Concrete surfaces surrounding tree bases create fatal conditions. Roots suffocate without gas exchange. Water cannot penetrate to root zones during dry periods. 

The sixty-two saved trees would face gradual decline over subsequent years, killed by the infrastructure project that spared them from immediate axes.

I filed formal complaints with local residents and the Jammu and Kashmir Pollution Control Committee. On April 17, 2026, Regional Director JKPCC Kashmir issued official communication directing the Executive Engineer of R&B Division Rajbagh to cancel the tender. 

The directive cited violations of the Jammu and Kashmir Preservation of Specified Trees Act and the Jammu and Kashmir Mulberry Protection Act. The Executive Engineer faces a decision that will determine whether environmental law takes precedence over contractual obligations.
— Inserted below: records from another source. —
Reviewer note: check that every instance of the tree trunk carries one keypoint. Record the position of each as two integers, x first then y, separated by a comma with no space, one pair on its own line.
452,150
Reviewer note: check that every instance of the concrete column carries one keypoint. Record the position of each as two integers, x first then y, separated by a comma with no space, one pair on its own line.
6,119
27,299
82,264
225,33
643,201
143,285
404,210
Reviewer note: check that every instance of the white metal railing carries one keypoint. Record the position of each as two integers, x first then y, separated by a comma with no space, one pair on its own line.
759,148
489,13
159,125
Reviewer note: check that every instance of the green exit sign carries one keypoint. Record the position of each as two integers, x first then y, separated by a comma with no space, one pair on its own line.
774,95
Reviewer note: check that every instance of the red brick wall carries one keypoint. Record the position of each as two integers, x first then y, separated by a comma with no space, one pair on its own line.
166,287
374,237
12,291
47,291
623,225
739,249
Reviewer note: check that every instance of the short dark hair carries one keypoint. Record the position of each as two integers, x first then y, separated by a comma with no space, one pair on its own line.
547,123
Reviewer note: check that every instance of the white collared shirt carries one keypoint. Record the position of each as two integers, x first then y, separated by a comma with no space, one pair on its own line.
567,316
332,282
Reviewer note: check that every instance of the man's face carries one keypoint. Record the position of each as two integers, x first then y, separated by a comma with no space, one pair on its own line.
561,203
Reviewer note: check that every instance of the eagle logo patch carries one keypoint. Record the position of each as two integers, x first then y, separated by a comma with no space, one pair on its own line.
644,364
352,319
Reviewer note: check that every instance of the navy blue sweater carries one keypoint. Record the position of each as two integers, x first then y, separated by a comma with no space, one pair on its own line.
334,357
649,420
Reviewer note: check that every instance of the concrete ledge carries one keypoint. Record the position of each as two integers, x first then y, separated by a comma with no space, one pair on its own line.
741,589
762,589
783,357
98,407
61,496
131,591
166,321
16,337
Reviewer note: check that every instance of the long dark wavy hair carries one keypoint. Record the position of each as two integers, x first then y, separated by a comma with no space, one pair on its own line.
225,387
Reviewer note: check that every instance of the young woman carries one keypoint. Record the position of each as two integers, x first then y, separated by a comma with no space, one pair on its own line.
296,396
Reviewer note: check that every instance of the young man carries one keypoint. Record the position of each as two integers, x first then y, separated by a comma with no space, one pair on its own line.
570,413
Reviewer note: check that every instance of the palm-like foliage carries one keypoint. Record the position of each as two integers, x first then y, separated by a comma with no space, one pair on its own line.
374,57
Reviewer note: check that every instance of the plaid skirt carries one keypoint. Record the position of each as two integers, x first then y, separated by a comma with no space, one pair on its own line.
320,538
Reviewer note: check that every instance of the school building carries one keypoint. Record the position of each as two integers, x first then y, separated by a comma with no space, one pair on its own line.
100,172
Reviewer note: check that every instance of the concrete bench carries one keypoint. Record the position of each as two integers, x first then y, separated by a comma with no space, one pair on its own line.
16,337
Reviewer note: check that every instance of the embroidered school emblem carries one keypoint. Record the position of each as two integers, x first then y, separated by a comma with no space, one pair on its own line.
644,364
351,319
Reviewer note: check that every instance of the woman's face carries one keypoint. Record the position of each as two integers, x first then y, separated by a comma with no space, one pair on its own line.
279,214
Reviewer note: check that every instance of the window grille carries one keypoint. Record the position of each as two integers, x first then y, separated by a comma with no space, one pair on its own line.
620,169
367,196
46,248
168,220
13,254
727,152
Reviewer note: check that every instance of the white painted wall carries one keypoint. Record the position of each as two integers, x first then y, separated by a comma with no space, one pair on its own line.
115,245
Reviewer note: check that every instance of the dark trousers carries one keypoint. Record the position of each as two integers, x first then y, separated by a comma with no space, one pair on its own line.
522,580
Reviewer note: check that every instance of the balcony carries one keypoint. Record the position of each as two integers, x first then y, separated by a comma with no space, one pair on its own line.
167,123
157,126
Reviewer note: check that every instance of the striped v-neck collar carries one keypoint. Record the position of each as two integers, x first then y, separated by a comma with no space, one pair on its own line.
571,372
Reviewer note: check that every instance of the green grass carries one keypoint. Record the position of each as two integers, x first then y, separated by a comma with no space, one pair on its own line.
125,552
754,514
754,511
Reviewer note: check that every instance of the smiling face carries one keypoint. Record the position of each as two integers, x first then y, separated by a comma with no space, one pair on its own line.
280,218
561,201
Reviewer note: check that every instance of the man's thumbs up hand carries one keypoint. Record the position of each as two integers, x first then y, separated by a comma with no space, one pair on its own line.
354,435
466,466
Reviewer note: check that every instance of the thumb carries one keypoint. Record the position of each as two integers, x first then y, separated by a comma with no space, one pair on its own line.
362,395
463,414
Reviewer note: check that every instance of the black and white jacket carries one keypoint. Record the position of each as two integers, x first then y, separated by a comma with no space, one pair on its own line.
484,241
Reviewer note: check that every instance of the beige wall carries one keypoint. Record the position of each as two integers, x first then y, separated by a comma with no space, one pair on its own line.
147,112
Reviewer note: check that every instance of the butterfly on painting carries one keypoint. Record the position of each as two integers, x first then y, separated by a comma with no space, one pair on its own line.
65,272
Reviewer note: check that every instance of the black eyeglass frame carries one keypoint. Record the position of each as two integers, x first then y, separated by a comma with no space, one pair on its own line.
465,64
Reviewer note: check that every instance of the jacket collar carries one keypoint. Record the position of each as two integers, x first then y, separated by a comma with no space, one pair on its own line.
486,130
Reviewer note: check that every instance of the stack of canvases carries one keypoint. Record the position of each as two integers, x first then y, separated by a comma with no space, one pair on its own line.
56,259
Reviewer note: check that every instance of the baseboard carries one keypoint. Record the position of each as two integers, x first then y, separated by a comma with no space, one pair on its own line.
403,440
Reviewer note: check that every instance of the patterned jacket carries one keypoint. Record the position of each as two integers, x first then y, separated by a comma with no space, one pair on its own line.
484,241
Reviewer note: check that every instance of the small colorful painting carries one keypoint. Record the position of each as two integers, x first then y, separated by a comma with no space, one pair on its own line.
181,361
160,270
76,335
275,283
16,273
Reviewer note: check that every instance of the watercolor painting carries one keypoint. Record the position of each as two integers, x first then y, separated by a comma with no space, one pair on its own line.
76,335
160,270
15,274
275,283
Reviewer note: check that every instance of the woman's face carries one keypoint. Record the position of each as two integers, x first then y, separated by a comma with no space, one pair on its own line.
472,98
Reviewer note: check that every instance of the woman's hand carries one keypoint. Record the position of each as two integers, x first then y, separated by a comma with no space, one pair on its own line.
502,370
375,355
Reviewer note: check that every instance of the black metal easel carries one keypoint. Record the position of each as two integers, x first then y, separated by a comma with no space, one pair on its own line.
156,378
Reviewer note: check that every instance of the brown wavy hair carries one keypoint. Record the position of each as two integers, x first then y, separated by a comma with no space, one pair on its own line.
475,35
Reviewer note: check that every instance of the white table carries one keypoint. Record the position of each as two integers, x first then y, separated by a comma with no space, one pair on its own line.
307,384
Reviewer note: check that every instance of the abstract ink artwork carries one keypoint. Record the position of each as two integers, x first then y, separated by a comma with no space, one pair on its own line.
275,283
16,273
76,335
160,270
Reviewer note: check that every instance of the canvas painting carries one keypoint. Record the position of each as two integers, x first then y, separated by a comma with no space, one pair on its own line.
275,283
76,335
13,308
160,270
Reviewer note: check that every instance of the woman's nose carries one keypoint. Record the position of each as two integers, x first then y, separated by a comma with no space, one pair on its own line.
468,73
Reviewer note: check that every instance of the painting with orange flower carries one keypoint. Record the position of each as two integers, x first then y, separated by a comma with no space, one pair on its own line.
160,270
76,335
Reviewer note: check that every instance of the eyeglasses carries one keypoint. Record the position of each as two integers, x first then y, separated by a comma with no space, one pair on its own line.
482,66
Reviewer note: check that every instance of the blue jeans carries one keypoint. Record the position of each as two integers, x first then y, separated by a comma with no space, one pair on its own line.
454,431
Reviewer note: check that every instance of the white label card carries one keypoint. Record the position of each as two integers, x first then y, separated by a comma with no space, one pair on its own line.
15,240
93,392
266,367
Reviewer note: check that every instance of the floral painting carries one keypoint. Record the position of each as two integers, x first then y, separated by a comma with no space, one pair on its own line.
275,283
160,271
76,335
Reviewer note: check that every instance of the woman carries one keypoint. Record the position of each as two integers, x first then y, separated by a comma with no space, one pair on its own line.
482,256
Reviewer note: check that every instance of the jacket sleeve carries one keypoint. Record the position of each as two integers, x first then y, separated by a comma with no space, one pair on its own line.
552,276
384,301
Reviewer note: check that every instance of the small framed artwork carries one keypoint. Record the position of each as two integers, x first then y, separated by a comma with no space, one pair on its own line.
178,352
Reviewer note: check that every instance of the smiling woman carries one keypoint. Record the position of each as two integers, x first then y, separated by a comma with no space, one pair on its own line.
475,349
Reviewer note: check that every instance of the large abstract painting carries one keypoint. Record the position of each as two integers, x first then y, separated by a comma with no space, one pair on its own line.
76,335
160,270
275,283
This episode illuminates broader patterns in Kashmir’s development administration. Government departments issued permissions that contravened existing statutes. Tender documents omitted mandatory environmental clauses. Field verification procedures approved tree removal without calculating atmospheric, hydrological, or economic losses. 

But social media exposure and individual intervention proved more effective than institutional oversight in enforcing legal protections.

Why Kashmir’s Mulberry Trees Are Disappearing

J&K Govt Puts Mulberry Tree Felling On Hold After Public Outcry

Srinagar’s air quality measurements continue to register particulate levels exceeding World Health Organization guidelines. The city experiences periodic flooding that tests embankment integrity. The silk industry seeks expansion to absorb unemployed youth. 

Each of these challenges intersects along Canal Road, where sixty-two trees perform work that no government scheme replicates.

The saws have stopped for now, the concrete trucks have halted, and the mulberry trees continue producing oxygen, absorbing carbon, filtering pollution, anchoring soil, feeding silkworms, and employing workers. 

Their value accumulates daily, measured in liters of clean air, kilograms of silk, and the absence of crisis that characterized the pandemic years. 

Whether this accounting enters official development mathematics depends on which documents the Executive Engineer signs next.